2023 NFL Draft: Assessing Buffalo Bills Draft History Injury Trends

Brandon Beane Sean McDermott
Buffalo Bills head coach Sean McDermott (left) and general manager Brandon Beane (right), talk prior to the game against the Los Angeles Chargers on Sunday, Sept. 16, 2018, in Orchard Park, N.Y. (AP Photo/Rich Barnes)

The 2023 NFL Draft is days away and the crescendo of all the research, analysis, and concerns will be realized beginning Thursday night. 

Over the past five seasons, the Buffalo Bills have shown a definitive pattern when determining their Day 1 and 2 draft picks. Injury history plays a significant factor in who they select and it has panned out for them pretty well in terms of availability. The Bills select at pick #27 this year but could move up or down the board based on what assets they can use which will dictate who is available. 

As this is Brandon Beane’s sixth draft, there are five years of players selected equaling almost 40 players. To see the injury histories for the 2018-2021 drafts, please click here. Check out the analysis below and look for the draft tendencies when it comes to injury history.

2022 NFL Draft

Pick #23 Florida CB Kaiir Elam

High School

2018 — Hamstring strain, side not specified. Suffered during senior year in the regional semifinal game against American Heritage-Delray.


2021 — Right knee sprain. Elam sustained the injury against Alabama on 9/18 and missed the following three games (Tennessee, Kentucky, Vanderbilt).

Pick #63 Georgia RB James Cook


2019 – Right ankle injury, possible high-ankle sprain. Cook missed the team’s Sugar Bowl game with this injury possibly suffered in practice, later opting for surgery. He returned to spring practice in April.

2020 – Rib injury vs Baylor. Cook left the Sugar Bowl game early and didn’t return.

2020 – Right shoulder injury vs Auburn.

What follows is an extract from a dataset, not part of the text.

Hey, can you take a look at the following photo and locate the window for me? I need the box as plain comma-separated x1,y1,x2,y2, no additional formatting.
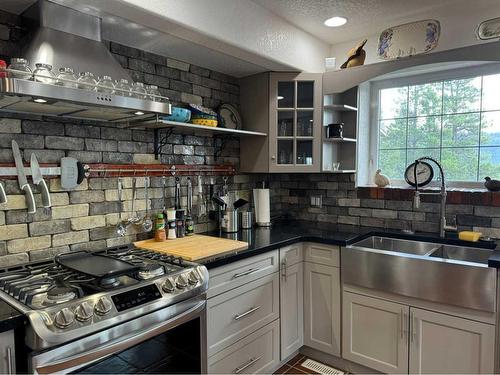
377,74,500,182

Cook missed one game, on 10/10 vs Tennessee with this injury.

Pick #89 Baylor LB Terrel Bernard

2017 – Right foot fracture, required surgery, season-ending, missed ten games; played in two games before the injury.

2018 – Missed two games late in the season (Texas Tech, TCU). There are no records that he suffered an injury, but he did not play in these games; played in 11 games.

2019 – Played in all 14 games, suffered a broken right hand in November that required surgery, and did not miss any games.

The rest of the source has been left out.